Il s’agissait en fait de dissiper un malentendu. Du côté de la sphère com’, ce qui nous surprend toujours depuis le temps que nous y évoluons, c’est que beaucoup de chargés de relations avec la presse n’ont aucun respect et aucune considération pour la mission d’informer si essentielle dans nos démocraties et ne sécrètent que défiance vis-à-vis des journalistes.

Or, que les choses soient claires, si l’on veut travailler efficacement avec la presse, il faut conjuguer respect de la mission et relations de confiance. Cela implique de comprendre les contraintes dans lesquelles évoluent les journalistes, qu’elles soient techniques, temporelles ou financières.

C’est d’ailleurs un des paradoxes de notre médiacratie : la place des médias n’a jamais été aussi centrale dans nos sociétés, l’offre d’information ne cesse de croître grâce notamment à internet qui a bouleversé les façons de travailler ; pour autant les moyens alloués au traitement de l’information n’ont pas augmenté : les rédactions s’effilochent et le travail des journalistes n’a jamais été aussi difficile. Ils ne savent plus où donner de la tête. Hiérarchiser et traiter la masse d’information dont nous sommes abreuvés devient une tâche titanesque.

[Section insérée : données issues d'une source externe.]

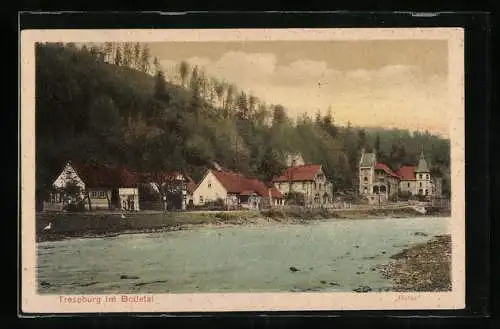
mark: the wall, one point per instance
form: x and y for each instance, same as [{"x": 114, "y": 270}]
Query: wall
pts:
[
  {"x": 403, "y": 186},
  {"x": 98, "y": 199},
  {"x": 129, "y": 193},
  {"x": 368, "y": 173},
  {"x": 209, "y": 189}
]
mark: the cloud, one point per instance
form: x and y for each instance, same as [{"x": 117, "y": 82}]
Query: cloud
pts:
[{"x": 394, "y": 95}]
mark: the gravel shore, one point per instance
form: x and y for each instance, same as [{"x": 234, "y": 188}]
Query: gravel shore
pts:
[{"x": 424, "y": 267}]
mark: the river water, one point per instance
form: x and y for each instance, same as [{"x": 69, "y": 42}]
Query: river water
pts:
[{"x": 336, "y": 255}]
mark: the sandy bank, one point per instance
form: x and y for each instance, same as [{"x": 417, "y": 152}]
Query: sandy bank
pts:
[
  {"x": 91, "y": 225},
  {"x": 424, "y": 267}
]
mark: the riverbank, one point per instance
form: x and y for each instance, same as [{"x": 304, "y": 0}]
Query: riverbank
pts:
[
  {"x": 92, "y": 225},
  {"x": 424, "y": 267}
]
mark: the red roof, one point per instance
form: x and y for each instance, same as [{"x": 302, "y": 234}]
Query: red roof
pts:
[
  {"x": 386, "y": 169},
  {"x": 191, "y": 185},
  {"x": 298, "y": 173},
  {"x": 238, "y": 184},
  {"x": 105, "y": 177},
  {"x": 407, "y": 172}
]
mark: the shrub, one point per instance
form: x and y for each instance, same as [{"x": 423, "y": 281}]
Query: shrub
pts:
[
  {"x": 405, "y": 196},
  {"x": 295, "y": 198}
]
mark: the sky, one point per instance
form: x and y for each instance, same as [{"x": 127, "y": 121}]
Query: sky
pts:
[{"x": 387, "y": 83}]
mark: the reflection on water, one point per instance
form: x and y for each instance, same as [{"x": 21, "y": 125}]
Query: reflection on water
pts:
[{"x": 337, "y": 255}]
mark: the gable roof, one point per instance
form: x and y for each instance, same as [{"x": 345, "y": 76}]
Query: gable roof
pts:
[
  {"x": 367, "y": 160},
  {"x": 298, "y": 173},
  {"x": 386, "y": 169},
  {"x": 104, "y": 176},
  {"x": 191, "y": 185},
  {"x": 406, "y": 172},
  {"x": 236, "y": 183},
  {"x": 422, "y": 164}
]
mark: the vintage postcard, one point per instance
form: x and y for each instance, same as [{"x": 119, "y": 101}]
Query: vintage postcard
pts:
[{"x": 242, "y": 170}]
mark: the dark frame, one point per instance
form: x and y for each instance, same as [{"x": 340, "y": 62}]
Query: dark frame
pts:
[{"x": 477, "y": 84}]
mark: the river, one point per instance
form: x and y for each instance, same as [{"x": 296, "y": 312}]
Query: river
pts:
[{"x": 336, "y": 255}]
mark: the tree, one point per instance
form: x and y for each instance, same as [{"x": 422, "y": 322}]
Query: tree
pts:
[
  {"x": 279, "y": 115},
  {"x": 156, "y": 65},
  {"x": 118, "y": 57},
  {"x": 127, "y": 54},
  {"x": 144, "y": 61},
  {"x": 183, "y": 72},
  {"x": 361, "y": 139},
  {"x": 108, "y": 51},
  {"x": 161, "y": 92},
  {"x": 317, "y": 118},
  {"x": 271, "y": 165}
]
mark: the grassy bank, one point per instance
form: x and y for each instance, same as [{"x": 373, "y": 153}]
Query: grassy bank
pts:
[
  {"x": 424, "y": 267},
  {"x": 70, "y": 225}
]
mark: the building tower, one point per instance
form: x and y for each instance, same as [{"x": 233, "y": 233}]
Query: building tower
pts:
[
  {"x": 423, "y": 177},
  {"x": 366, "y": 172}
]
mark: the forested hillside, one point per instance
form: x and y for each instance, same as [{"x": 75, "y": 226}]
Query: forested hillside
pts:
[{"x": 112, "y": 104}]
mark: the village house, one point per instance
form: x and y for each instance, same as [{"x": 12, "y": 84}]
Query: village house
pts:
[
  {"x": 235, "y": 190},
  {"x": 377, "y": 182},
  {"x": 167, "y": 190},
  {"x": 309, "y": 180},
  {"x": 94, "y": 187}
]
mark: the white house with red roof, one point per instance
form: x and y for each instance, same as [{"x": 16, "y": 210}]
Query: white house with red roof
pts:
[
  {"x": 377, "y": 182},
  {"x": 235, "y": 189},
  {"x": 175, "y": 187},
  {"x": 308, "y": 179},
  {"x": 97, "y": 187}
]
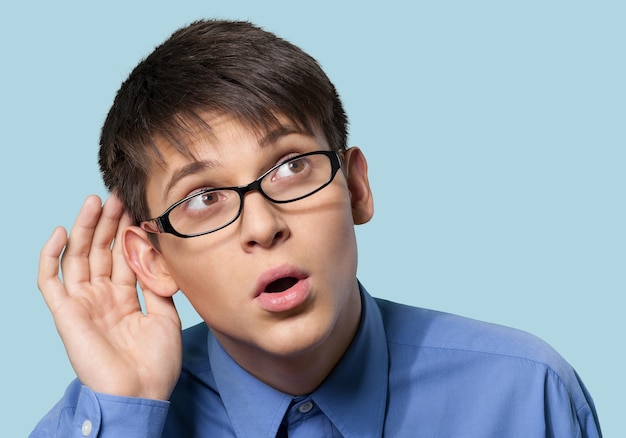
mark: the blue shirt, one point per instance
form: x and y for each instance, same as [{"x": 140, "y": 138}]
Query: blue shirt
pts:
[{"x": 408, "y": 372}]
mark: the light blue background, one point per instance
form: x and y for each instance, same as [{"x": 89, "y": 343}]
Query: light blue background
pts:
[{"x": 495, "y": 133}]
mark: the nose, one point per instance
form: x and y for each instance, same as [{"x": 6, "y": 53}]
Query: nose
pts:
[{"x": 262, "y": 224}]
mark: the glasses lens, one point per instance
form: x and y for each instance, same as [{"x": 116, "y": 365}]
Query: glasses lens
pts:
[
  {"x": 205, "y": 212},
  {"x": 297, "y": 178},
  {"x": 211, "y": 210}
]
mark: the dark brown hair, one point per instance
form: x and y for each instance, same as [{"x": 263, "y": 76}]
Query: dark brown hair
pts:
[{"x": 211, "y": 66}]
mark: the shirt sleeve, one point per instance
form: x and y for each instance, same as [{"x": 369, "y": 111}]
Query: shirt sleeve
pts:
[
  {"x": 85, "y": 413},
  {"x": 580, "y": 420}
]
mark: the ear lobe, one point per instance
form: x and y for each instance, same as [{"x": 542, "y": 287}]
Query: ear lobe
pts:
[
  {"x": 361, "y": 197},
  {"x": 147, "y": 263}
]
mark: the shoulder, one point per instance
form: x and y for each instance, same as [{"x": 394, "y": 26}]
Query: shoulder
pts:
[
  {"x": 195, "y": 349},
  {"x": 413, "y": 327}
]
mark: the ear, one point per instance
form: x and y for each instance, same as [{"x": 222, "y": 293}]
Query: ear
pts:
[
  {"x": 361, "y": 198},
  {"x": 147, "y": 263}
]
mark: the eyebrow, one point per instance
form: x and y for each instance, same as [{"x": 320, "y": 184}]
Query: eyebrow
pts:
[
  {"x": 189, "y": 169},
  {"x": 269, "y": 138}
]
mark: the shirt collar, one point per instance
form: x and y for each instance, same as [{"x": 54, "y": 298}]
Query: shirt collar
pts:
[{"x": 353, "y": 396}]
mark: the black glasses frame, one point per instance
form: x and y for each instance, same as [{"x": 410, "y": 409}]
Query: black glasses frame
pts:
[{"x": 165, "y": 226}]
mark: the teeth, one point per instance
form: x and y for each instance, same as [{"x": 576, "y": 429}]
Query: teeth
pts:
[{"x": 281, "y": 284}]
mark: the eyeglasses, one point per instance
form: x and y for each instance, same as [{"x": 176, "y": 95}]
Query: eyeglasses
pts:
[{"x": 211, "y": 210}]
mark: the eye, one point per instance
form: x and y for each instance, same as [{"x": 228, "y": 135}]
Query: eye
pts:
[
  {"x": 204, "y": 200},
  {"x": 290, "y": 168}
]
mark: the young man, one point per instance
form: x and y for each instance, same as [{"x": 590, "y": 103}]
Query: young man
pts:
[{"x": 225, "y": 153}]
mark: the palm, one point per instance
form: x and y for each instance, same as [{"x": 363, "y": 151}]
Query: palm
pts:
[{"x": 113, "y": 346}]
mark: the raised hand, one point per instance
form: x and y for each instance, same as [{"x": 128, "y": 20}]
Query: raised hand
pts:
[{"x": 113, "y": 346}]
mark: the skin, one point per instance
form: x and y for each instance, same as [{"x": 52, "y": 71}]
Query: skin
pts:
[{"x": 116, "y": 349}]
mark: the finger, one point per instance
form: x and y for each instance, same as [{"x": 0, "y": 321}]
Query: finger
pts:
[
  {"x": 100, "y": 256},
  {"x": 121, "y": 272},
  {"x": 75, "y": 260},
  {"x": 48, "y": 280}
]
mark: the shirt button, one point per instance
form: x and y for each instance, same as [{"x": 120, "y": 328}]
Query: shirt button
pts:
[
  {"x": 305, "y": 407},
  {"x": 86, "y": 428}
]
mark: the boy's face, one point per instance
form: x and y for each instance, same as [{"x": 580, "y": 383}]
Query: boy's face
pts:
[{"x": 281, "y": 279}]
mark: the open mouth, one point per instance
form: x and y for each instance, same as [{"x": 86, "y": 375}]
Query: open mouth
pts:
[{"x": 281, "y": 285}]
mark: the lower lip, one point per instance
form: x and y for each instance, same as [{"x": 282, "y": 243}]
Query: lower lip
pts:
[{"x": 286, "y": 300}]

La plupart des journalistes exercent heureusement leur métier de bonne manière dans des conditions souvent difficiles. Il est inexact de penser que tous les journalistes ne pensent qu’à piéger leurs interlocuteurs et leur nuire. Il leur arrive même de connaître leurs dossiers correctement. Quant au métier lui-même, il est plus délicat à exercer qu’on ne l’imagine car il exige curiosité, réactivité et esprit de synthèse.

Lorsque le journal Les Echos, une fois l’an, confiait à une centaine de personnalités du monde politique et du monde économique le soin d’assumer la sortie du quotidien, il est connu que la plupart de nos têtes d’œuf en bavaient.

Du côté des journalistes, il faut qu’ils apprennent eux aussi à ne pas mépriser systématiquement les attachés de presse qui tentent eux aussi de faire correctement leur travail. Ces derniers également subissent des contraintes hiérarchiques, avec des patrons qui n’éprouvent guère de respect pour la presse et les journalistes. Un grand patron cynique ne disait-il pas « après tout, un journal ça sert aussi à emballer le poisson ». Les chargés de com’ subissent aussi des contraintes économiques et financières. Certes, les entreprises cotées ne sont qu’au nombre de 700, mais les dircoms de ces entreprises exercent leur métier avec la crainte de peser négativement sur les cours boursiers. Cela ne rend pas audacieux.

Une des meilleures directrices de la communication de la place parisienne a dû quitter un grand groupe coté car on lui imputait, d’ailleurs à tort, la chute du cours boursier de l’entreprise après un article critique sur la stratégie du groupe paru dans un news magazine.

Au delà des anecdotes authentiques dont nous avons truffé notre livre, notre message subliminal est bien de faire comprendre aux diverses forces en présence que le respect mutuel est le meilleur et certainement le seul gage de la réussite.